Mortgages. Whether you’re a new homebuyer or 20 years in, this word likely inspires a sense of dread. The good news is, mortgages don’t have to be scary. In fact, they are quite simple if you just boil them down to their basic parts.
Let’s start with the definition of a mortgage. “A mortgage can be referred to in a variety of different ways, with the most common being a ‘home loan,’” says The Truth About Mortgage. Essentially, a mortgage is what happens when you want to buy a home, but you don’t have the entire amount of money saved up to buy it outright. In this sense, mortgages are no more complex than student loans or a new car loan.
Essentially what happens when you apply for a mortgage is a lender assesses your credit and a few other factors to determine how much they can offer you, at what interest rate, and for how long. Credit and salary can play a huge role in determining your loan offer. Typically, the worse credit you have, the higher your interest rate will be. Once a mortgage lender figures out how high your interest rate is, they can run the numbers to figure out roughly how much per month you’re able to pay, based on your salary. By adding principal and monthly interest payments, lenders can get an idea of how much they’re able to lend you.
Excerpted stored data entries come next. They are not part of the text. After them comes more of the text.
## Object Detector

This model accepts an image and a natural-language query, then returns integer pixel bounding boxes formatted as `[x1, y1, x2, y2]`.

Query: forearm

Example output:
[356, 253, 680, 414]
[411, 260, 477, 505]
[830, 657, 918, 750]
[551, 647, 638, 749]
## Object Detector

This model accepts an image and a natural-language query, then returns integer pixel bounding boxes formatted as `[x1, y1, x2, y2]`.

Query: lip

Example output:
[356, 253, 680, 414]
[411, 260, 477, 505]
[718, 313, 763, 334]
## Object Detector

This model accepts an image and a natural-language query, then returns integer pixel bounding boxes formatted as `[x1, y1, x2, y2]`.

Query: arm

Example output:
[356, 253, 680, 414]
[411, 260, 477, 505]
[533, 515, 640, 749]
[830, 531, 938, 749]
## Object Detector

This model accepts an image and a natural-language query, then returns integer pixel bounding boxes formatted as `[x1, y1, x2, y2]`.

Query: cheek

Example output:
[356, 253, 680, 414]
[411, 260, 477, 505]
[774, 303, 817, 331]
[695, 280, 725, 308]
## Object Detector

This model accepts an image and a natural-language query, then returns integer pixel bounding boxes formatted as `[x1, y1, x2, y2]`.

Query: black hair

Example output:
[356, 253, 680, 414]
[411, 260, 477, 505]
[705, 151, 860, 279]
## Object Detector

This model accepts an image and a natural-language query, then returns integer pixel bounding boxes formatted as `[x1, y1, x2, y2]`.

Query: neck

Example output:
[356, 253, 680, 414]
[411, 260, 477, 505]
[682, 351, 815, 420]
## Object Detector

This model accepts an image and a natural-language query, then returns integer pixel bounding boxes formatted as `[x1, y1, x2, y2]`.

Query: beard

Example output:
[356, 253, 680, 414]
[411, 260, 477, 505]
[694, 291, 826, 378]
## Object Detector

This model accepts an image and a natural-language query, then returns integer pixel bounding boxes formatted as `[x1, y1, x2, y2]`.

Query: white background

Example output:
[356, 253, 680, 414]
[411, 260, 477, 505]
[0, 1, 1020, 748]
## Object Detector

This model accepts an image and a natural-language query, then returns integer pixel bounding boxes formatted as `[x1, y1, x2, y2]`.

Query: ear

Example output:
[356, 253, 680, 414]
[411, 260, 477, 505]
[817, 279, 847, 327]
Beyond that, lenders also take into consideration your local taxes. Taxes are complicated enough to warrant their own discussion, but it’s crucial to realize that your monthly tax payment can double the amount of money you have to pay each month (which you should know up front). Lenders look at tax trends to see how much you’ll likely pay in taxes in the coming years and include this amount in their loan offer decision.
Although this is a very simplified explanation of the process, there are three things I suggest to do before speaking with a lender.
- Do your research. Look up all local lenders and find out what rates they have. If you’re a first-time homebuyer, many banks offer programs that may cut your interest rate. See what options are available to you before you commit to one company.
- Know your limit by calculating your budget. To do this, add up all of your take-home pay for the month and subtract all necessary expenses. Then, subtract any expenses that you would reasonably spend in a month (such as fast food and gas). Make sure to not include rent, since you’ll be making mortgage payments instead. Whatever you’re left with is about how much you can afford to pay a mortgage each month.
- Search houses for sale in the area you want to live. Take note of how much they cost. Only include houses you would be interested in, but stay realistic. If you’re a couple without a family, you likely won’t need a four bedroom, three bathroom home.
Once you’ve compiled this data, begin reaching out to mortgage lenders to schedule meetings. In order to apply for a mortgage, you will need personal financial documents, such as tax returns. Lenders will let you know which documents you will need at what time.
After you speak with mortgage officers, you will quickly be on the way to owning a house. Congratulations! This is an exciting time in life and luckily, mortgages are less daunting than they seem. In the end, a mortgage is as simple as any other loan.